Connecting Youth Experiencing Homelessness to Opportunities

One category of youth that is often the most difficult to connect with crucial services is those experiencing homelessness. In DC, 1 and 15 students in DC Public Schools and DC public charter schools are known to experience homelessness each year, and the vast majority of them are Black. DC Action’s Youth Economic Justice and Housing Coalition members spoke to Deputy Mayor Kihn about what the District must do to expand access to the comprehensive supports and resources that youth need to transition from homelessness.

The first of these is a workforce development program for youth experiencing homelessness, who have unique needs that the current system does not meet. DC Action Senior Policy Analyst and Youth Justice Coalition Co-Chair Rachel White said such a program must be trauma-informed, provide stipends and incentives, and result in employment or further education for youth participants.

Kihn noted that DC has invested heavily in youth workforce programming and work-based learning, but that there may be a need to carve out space in some of these programs for youth experiencing homelessness.

Another priority for supporting youth experiencing homelessness is re-engaging youth who have become disconnected from schools during the pandemic. Executive Director of the Homeless Children’s Playtime Project and Youth Justice Coalition Co-chair Jamila Larson told Deputy Mayor Kihn that as the homeless support system in DC shifts away from shelters, schools are increasingly becoming hubs for unhoused youth to receive support.

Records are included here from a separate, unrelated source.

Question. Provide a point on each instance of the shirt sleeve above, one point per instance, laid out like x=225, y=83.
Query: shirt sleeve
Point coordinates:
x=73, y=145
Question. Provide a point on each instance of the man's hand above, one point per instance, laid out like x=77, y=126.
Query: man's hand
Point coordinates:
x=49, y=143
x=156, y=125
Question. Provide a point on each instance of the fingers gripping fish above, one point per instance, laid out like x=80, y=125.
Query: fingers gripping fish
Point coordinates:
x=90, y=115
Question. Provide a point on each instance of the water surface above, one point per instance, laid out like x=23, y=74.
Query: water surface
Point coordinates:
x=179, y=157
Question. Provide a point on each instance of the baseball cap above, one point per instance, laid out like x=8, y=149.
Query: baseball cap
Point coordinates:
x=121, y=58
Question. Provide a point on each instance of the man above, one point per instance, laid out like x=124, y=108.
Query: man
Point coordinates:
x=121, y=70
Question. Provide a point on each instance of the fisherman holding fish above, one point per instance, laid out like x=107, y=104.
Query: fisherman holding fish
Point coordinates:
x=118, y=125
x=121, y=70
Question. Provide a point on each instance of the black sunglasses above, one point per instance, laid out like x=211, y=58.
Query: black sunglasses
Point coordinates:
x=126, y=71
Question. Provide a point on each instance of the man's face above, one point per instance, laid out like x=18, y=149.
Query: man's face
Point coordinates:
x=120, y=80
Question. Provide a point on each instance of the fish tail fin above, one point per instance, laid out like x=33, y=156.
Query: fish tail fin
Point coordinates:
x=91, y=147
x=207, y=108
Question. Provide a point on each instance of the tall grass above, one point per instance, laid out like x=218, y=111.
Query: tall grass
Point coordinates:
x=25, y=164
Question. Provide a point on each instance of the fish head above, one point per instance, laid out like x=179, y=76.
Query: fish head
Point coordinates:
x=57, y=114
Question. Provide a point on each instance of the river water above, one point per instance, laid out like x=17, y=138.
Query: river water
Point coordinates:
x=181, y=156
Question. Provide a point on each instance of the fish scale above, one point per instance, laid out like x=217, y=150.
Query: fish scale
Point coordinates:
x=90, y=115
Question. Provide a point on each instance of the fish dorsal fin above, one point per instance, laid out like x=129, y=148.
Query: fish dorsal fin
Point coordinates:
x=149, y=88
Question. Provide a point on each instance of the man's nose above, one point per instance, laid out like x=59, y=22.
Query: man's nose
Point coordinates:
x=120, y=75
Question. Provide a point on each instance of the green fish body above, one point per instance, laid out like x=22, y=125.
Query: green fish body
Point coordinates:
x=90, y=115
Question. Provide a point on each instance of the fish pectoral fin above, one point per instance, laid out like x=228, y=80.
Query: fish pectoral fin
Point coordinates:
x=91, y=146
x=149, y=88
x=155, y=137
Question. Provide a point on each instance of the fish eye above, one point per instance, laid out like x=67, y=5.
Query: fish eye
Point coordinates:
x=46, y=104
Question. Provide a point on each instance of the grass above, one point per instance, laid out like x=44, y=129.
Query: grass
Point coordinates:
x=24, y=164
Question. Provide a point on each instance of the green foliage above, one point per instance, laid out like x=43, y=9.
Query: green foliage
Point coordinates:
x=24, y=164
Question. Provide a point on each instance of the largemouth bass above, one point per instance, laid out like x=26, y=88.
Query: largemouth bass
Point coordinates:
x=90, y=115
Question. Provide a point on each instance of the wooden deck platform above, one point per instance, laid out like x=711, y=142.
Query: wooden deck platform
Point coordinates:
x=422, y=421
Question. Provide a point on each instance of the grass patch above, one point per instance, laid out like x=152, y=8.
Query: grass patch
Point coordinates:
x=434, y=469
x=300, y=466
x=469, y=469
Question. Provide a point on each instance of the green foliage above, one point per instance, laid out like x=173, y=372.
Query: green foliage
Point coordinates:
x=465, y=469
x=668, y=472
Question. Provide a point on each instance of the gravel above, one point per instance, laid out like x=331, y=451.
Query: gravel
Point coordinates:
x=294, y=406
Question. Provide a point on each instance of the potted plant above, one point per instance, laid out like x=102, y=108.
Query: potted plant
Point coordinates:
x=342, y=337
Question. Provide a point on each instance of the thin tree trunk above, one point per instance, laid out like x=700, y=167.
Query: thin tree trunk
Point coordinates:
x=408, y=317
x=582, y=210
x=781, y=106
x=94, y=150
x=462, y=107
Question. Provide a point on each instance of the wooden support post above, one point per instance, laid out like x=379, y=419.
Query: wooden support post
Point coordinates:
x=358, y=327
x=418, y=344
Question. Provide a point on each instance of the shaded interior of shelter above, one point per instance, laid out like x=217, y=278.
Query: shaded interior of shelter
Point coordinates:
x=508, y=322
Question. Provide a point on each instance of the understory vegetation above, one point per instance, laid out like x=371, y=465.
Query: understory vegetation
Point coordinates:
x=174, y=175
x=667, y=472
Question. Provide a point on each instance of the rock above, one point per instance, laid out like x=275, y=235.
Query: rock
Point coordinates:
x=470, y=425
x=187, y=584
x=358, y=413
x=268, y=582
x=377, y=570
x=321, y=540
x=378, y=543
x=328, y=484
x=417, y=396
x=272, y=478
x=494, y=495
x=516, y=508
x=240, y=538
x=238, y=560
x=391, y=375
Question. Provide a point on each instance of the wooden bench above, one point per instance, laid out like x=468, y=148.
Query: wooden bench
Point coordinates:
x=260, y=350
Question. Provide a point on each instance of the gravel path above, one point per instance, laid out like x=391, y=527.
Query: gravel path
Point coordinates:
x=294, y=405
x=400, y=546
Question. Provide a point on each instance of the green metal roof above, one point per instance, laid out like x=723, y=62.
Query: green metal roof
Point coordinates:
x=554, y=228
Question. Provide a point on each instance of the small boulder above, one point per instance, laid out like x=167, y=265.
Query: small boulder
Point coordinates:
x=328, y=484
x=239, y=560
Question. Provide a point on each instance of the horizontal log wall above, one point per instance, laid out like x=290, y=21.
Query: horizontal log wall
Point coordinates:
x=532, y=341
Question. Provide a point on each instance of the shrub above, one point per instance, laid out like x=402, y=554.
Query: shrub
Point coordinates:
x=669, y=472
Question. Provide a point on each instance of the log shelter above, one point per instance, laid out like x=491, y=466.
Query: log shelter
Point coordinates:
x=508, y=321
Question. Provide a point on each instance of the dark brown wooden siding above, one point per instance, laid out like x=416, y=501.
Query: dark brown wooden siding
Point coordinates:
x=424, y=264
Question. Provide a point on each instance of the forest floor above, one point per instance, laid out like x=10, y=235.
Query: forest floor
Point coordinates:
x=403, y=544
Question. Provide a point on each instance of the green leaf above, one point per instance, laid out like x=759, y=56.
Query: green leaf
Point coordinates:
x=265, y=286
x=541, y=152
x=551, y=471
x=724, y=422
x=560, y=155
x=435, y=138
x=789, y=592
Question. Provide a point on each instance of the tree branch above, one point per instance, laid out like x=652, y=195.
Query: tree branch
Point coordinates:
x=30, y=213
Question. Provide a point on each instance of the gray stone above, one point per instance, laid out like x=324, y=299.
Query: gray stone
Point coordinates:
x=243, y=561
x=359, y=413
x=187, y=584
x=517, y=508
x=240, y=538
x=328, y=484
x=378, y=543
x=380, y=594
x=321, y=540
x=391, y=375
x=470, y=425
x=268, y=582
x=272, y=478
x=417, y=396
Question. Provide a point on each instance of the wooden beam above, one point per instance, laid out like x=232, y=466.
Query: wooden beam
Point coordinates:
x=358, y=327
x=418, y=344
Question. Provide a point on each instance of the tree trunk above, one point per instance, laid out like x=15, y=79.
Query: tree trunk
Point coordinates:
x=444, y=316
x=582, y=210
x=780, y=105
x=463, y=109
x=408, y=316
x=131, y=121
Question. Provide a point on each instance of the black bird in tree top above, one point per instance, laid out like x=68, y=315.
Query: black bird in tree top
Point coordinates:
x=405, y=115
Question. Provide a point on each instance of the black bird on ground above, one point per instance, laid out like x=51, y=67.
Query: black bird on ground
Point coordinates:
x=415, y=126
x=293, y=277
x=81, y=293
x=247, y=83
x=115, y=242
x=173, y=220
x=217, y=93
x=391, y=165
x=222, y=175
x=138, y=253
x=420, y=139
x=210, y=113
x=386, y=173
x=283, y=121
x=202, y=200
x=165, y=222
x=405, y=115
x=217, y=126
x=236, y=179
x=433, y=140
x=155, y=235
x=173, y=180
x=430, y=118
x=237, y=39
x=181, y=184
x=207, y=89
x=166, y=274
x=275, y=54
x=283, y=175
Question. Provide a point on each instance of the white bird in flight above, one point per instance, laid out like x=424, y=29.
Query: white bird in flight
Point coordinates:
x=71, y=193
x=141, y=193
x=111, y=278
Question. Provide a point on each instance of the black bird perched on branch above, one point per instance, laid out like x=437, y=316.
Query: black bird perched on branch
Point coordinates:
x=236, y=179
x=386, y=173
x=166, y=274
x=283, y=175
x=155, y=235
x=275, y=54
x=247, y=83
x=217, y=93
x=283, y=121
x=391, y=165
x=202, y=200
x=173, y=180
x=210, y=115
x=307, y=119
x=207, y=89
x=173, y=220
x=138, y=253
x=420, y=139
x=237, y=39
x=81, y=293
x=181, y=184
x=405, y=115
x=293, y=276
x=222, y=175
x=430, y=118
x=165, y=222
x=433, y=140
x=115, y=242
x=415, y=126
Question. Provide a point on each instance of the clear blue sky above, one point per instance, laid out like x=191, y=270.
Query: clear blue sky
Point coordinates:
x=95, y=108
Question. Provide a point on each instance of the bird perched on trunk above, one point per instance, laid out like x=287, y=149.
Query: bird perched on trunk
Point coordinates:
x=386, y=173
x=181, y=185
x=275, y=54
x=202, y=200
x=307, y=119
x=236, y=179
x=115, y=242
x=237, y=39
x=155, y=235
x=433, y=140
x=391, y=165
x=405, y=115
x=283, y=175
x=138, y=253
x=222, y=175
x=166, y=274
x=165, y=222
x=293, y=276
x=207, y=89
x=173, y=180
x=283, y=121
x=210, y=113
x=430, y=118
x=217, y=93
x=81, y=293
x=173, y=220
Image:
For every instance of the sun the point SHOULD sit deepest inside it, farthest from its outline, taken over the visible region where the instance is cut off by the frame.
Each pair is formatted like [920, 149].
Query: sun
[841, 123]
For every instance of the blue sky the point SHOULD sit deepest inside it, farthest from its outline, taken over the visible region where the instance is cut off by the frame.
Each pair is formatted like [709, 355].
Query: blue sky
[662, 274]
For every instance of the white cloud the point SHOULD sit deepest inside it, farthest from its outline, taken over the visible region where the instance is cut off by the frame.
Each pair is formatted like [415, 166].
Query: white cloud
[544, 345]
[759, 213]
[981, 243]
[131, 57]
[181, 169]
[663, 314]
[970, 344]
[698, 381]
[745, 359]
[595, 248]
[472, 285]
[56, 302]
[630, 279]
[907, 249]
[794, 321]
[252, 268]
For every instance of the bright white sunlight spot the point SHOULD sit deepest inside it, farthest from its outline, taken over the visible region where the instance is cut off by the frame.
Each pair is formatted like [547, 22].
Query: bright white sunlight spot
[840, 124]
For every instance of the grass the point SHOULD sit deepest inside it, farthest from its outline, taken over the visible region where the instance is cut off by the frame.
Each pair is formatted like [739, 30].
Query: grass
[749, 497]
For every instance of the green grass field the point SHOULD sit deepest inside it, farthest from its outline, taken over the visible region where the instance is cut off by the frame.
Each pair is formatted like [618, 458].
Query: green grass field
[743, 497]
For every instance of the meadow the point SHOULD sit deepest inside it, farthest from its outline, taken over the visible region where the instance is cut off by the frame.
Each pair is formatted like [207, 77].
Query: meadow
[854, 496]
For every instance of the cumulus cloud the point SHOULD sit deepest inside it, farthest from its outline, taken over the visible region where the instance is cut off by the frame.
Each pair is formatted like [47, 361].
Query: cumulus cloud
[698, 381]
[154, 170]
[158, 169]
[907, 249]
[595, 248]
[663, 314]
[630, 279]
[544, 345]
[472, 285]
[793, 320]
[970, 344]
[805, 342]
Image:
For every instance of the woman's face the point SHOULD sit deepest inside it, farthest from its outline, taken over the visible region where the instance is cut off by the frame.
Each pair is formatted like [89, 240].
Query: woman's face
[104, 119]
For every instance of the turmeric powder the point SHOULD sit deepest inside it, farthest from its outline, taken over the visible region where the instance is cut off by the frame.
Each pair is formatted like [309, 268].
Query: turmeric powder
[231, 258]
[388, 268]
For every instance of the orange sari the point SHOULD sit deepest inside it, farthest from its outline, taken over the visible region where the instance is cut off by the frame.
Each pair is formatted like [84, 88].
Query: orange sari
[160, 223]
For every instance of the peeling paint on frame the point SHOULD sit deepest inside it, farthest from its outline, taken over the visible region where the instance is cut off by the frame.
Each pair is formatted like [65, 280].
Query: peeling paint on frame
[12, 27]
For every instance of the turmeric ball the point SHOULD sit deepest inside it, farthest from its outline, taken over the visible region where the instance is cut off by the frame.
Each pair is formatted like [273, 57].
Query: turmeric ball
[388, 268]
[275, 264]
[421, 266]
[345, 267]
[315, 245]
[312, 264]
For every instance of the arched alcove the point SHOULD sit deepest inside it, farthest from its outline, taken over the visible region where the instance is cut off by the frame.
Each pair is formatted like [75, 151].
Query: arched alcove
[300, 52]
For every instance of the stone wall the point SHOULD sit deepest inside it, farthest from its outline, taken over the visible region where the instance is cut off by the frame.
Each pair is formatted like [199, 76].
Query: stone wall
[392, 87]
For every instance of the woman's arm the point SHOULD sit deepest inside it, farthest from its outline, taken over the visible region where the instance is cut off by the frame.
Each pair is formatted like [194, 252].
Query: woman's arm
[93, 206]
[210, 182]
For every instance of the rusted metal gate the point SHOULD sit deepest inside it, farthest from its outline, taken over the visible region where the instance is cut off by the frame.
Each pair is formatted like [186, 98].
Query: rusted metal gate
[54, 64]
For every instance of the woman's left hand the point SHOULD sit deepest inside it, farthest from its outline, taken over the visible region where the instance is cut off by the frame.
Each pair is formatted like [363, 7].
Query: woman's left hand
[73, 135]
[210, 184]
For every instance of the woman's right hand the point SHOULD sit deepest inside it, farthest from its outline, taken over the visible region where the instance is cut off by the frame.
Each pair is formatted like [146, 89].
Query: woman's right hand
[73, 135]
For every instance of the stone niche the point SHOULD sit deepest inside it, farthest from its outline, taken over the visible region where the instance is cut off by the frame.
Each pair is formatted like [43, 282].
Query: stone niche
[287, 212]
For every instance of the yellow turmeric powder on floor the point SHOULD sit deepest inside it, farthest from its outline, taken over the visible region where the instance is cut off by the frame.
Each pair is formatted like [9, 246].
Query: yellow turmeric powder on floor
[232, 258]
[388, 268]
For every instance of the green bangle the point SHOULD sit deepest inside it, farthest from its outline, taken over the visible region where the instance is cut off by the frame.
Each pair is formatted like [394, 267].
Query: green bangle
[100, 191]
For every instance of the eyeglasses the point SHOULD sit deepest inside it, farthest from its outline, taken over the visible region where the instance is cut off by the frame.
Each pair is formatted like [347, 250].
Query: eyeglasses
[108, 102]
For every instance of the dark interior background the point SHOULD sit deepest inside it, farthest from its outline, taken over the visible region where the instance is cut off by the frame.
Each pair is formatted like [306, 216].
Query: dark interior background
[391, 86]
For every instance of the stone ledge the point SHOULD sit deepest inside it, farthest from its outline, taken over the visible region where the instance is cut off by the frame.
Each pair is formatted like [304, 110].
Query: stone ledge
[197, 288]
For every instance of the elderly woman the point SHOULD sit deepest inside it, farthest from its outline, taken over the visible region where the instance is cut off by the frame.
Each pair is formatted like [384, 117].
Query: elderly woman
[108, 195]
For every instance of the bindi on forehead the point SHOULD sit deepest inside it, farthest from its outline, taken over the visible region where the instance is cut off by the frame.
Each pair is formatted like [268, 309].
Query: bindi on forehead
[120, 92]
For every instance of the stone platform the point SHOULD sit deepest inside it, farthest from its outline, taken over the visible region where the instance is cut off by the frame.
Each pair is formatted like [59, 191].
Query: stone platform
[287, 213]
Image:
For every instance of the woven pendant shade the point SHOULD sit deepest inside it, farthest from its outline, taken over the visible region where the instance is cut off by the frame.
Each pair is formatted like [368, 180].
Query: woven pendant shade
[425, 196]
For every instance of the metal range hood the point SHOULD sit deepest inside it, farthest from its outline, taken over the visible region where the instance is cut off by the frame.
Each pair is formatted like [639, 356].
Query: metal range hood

“The pandemic has meant that we know much less about students than before,” Larson said. “Fewer students experiencing homelessness are being identified or enrolled in schools, with significant unmet needs remaining.”

Larson asked Kihn how the District’s education agencies are working to re-engage disconnected students and address learning loss that threatens to derail opportunities for students, especially those experiencing homelessness.

The Deputy Mayor said that while public school enrollment overall did not decrease last year, his office remains deeply concerned about students who may be enrolled but not attending school, including those experiencing homelessness. To address this, the District ran an outreach campaign to families about safety protocols and resources, and looped in schools, who are the primary point of connection to many families. In addition, the Deputy Mayor’s office worked with the Child and Family Services Agency to increase staffing in the triage unit, which is the non-punitive unit that connects with families to help them overcome barriers to attending school.

To make up for missed learning due to the pandemic, the DME’s office is promoting “high-impact tutoring” at schools, in OST programs, and in nontraditional places including summer camps and job placements where students can receiving tutoring while also earning money and getting job experience.

Kihn said meetings like this are a valuable opportunity for advocates and providers of services that benefit youth and families to share observations and ideas from real-life experiences and hold the government accountable.

“You all really do bring new and creative ideas to the table and challenge me and challenge us in the government to think bigger and better in OST, early childhood, and other areas to bring programs and services to our residents to address the needs we have as a city,” Kihn said.